「好きこそものの上手なれ」とかいう言葉があります。好きであると自然と上達して上手くなるということでしょう。しかし、それは好きなことを夢中になった結果上達しはしたが、それが才能であるのかと言うと、ちょっと分からなくなります。
■ 才能は
才能は、好きから始まることの過程で発現してくるものであろかと思います。好きで始めても、それが好きのままであり続けるか人はたくさんいます。しかしそれが、昂じて新しいものを開発するとか発明に至るとかに至ると、それは才能と言えるのかも知れません。
才能は、好きで始めたことが原点で誰にでもその芽はあると思うのですが、好きのその更に一歩を突き破り、独自の視点を持ってそれを突き詰めて進むことにより、運良ければ発現するものでしょう。その行くその先は、なかなか困難が待っています。思考錯誤を繰り返りながら、へこたれずに努力し続けて行くしか開花しないからでしょうか。
それが出来る人に、才能は開花します。
■ 兄
兄は中学校に入った時から、電気の事が好きでよく勉強もし、理解もしていろいろな実験を開けても暮れてもやっておりました。従って、就職もその関係から工場勤めを選び繊維機械の制御関係の仕事につきました。わたしは兄に多大な期待を抱いておりましたが、そのような気配もないまま、定年まで職場を変わることなく勤め上げました。
■ 弟
弟は、機械が好きで単車の修理とか、壊れた機械を復活させるような器用なところがあり、その道に就職しましたが、三年程度で辞めて、機械メンテナンスの自営業を営んでします。
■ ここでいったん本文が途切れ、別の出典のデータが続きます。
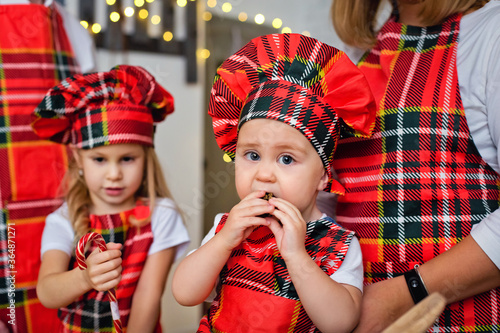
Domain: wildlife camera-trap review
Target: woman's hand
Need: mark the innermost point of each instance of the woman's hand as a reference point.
(382, 303)
(104, 268)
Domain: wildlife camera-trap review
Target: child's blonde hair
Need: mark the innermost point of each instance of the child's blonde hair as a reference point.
(354, 20)
(78, 198)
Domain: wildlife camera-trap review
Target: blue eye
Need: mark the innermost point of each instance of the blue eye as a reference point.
(252, 156)
(286, 159)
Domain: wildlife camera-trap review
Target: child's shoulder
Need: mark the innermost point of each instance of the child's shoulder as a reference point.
(165, 203)
(335, 224)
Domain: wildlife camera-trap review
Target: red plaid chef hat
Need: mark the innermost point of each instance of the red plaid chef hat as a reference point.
(297, 80)
(98, 109)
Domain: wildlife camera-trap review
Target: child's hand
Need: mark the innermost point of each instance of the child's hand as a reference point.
(104, 268)
(244, 218)
(291, 233)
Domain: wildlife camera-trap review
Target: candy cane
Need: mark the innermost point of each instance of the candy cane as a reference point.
(80, 259)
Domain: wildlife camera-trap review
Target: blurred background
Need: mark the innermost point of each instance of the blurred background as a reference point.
(182, 42)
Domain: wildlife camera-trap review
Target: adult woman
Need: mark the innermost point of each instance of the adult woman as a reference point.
(419, 185)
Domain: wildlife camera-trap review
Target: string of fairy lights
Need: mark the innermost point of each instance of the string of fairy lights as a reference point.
(143, 14)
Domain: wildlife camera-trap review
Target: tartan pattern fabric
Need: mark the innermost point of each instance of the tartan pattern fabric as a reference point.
(296, 80)
(98, 109)
(35, 55)
(91, 312)
(418, 185)
(255, 286)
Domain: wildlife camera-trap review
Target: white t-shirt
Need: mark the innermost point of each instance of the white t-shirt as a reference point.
(478, 67)
(166, 225)
(350, 272)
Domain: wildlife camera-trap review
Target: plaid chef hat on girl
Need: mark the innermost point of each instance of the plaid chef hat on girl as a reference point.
(98, 109)
(297, 80)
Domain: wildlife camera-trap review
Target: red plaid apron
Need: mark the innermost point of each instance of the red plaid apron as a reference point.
(35, 55)
(256, 292)
(418, 185)
(91, 312)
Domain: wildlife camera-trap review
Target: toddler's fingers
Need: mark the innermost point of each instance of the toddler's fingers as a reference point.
(255, 194)
(107, 280)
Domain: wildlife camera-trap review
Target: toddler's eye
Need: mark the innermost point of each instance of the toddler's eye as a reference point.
(286, 159)
(252, 156)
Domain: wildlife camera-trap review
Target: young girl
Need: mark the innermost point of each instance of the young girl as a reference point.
(115, 187)
(281, 265)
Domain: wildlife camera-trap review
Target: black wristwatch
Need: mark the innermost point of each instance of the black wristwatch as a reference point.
(416, 285)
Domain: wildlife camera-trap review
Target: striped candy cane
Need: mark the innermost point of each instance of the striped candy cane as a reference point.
(80, 259)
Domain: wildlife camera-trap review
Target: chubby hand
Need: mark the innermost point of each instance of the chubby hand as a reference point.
(290, 231)
(104, 268)
(244, 218)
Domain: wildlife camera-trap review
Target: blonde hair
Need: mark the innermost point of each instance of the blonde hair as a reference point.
(78, 198)
(354, 20)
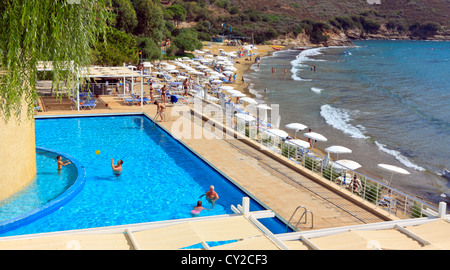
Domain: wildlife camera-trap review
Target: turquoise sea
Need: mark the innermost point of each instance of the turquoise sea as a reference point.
(389, 101)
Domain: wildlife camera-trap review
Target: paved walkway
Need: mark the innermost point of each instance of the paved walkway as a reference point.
(276, 185)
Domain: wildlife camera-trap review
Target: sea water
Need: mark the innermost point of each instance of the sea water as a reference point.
(386, 100)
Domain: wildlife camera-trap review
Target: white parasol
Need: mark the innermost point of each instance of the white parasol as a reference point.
(296, 126)
(337, 149)
(297, 142)
(245, 117)
(249, 100)
(315, 136)
(346, 164)
(278, 132)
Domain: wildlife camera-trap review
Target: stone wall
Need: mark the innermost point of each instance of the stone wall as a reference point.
(17, 153)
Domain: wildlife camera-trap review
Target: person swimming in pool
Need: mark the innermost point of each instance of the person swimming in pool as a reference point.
(61, 163)
(211, 195)
(117, 169)
(198, 208)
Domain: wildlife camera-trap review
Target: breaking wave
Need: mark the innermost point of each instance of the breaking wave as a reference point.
(339, 119)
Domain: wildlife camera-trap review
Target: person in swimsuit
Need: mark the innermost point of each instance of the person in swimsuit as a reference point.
(163, 94)
(197, 209)
(211, 195)
(185, 86)
(160, 110)
(151, 92)
(61, 163)
(117, 169)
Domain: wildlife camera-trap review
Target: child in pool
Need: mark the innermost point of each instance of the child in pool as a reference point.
(197, 209)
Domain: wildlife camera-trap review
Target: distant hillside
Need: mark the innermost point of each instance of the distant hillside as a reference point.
(406, 11)
(322, 22)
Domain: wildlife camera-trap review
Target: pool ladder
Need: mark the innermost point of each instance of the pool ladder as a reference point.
(305, 214)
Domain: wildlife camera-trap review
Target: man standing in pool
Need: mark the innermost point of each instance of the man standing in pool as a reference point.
(117, 169)
(211, 195)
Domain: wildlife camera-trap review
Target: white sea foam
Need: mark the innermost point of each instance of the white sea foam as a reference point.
(398, 156)
(316, 90)
(339, 119)
(298, 62)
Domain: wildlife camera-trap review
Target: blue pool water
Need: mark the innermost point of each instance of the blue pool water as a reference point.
(161, 179)
(45, 187)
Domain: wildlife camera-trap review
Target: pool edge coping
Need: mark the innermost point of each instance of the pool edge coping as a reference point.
(281, 219)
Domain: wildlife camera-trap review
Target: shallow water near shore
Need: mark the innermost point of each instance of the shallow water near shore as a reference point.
(386, 100)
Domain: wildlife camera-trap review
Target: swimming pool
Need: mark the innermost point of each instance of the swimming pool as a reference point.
(161, 178)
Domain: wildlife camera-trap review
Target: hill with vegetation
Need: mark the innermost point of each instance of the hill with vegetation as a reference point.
(152, 29)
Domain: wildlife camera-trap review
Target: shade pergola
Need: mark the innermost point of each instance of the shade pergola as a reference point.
(97, 72)
(111, 72)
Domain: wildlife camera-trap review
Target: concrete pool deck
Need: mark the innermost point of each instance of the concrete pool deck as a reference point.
(267, 178)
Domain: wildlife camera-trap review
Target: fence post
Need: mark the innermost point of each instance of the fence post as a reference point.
(442, 209)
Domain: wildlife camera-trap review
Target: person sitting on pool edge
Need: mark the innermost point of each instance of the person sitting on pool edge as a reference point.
(160, 109)
(61, 163)
(211, 195)
(117, 169)
(197, 209)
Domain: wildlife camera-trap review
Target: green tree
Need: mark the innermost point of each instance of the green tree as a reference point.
(37, 30)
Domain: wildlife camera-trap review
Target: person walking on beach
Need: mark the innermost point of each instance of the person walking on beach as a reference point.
(61, 163)
(160, 109)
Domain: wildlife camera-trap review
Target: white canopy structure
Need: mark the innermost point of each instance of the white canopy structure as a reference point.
(99, 72)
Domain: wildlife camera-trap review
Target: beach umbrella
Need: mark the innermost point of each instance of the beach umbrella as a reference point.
(392, 169)
(346, 164)
(337, 149)
(315, 136)
(263, 107)
(245, 117)
(239, 94)
(298, 142)
(227, 87)
(249, 100)
(296, 126)
(278, 132)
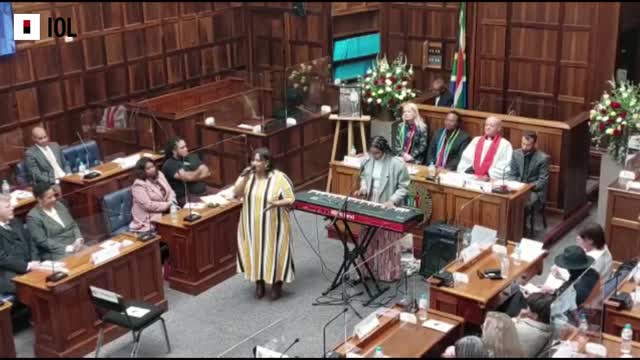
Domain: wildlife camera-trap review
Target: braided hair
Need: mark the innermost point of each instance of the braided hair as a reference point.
(172, 144)
(380, 143)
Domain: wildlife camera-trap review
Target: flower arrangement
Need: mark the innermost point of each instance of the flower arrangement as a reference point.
(386, 86)
(615, 117)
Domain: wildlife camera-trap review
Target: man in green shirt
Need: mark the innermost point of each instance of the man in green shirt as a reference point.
(182, 168)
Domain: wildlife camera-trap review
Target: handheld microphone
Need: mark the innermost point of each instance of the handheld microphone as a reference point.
(331, 354)
(297, 340)
(91, 174)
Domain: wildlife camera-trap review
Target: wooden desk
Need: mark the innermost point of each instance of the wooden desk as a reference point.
(473, 300)
(7, 346)
(622, 224)
(64, 318)
(202, 253)
(84, 195)
(503, 212)
(404, 340)
(615, 320)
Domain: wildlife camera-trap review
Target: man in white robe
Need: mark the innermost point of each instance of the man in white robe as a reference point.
(494, 160)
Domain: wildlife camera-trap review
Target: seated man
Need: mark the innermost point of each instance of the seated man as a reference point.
(487, 156)
(53, 230)
(44, 160)
(182, 168)
(16, 254)
(445, 97)
(531, 166)
(448, 143)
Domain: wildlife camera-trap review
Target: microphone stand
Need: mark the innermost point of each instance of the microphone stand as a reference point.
(332, 354)
(91, 174)
(192, 216)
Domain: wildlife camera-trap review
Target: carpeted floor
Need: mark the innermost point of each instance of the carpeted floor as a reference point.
(227, 319)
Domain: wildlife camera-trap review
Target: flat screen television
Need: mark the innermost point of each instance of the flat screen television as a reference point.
(353, 56)
(7, 43)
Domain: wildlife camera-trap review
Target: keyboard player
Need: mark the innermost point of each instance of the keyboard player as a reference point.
(384, 179)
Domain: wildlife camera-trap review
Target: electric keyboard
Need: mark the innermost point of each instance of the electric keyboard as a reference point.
(398, 219)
二人とも、好きな道に進みましたが才能が開花したことはありません。その道で食っていけるのならそれが才能ではないかという指摘もあるでしょう。それも間違ってはいませんが、今少し上を目指して欲しい気がしたのです。
■ わたし
一方わたしは、二人の学校から帰った後の好きな事への没頭を、半ば呆れ半ば羨らましかった。わたしは、二人を横目に本ばかり読んでいたことが多かった。特にしたいことも興味湧かず、唯ぼんやりとして時を過ごしていただけでした。
就職もしたいという会社もなく、どこでもよかったけれど女の子の沢山いるところがいいといつも思っていて、就職情報で特に最優先に選んで、実際に就職できた時はうれしかった。それだけで、特にそれによってよかったこともありません。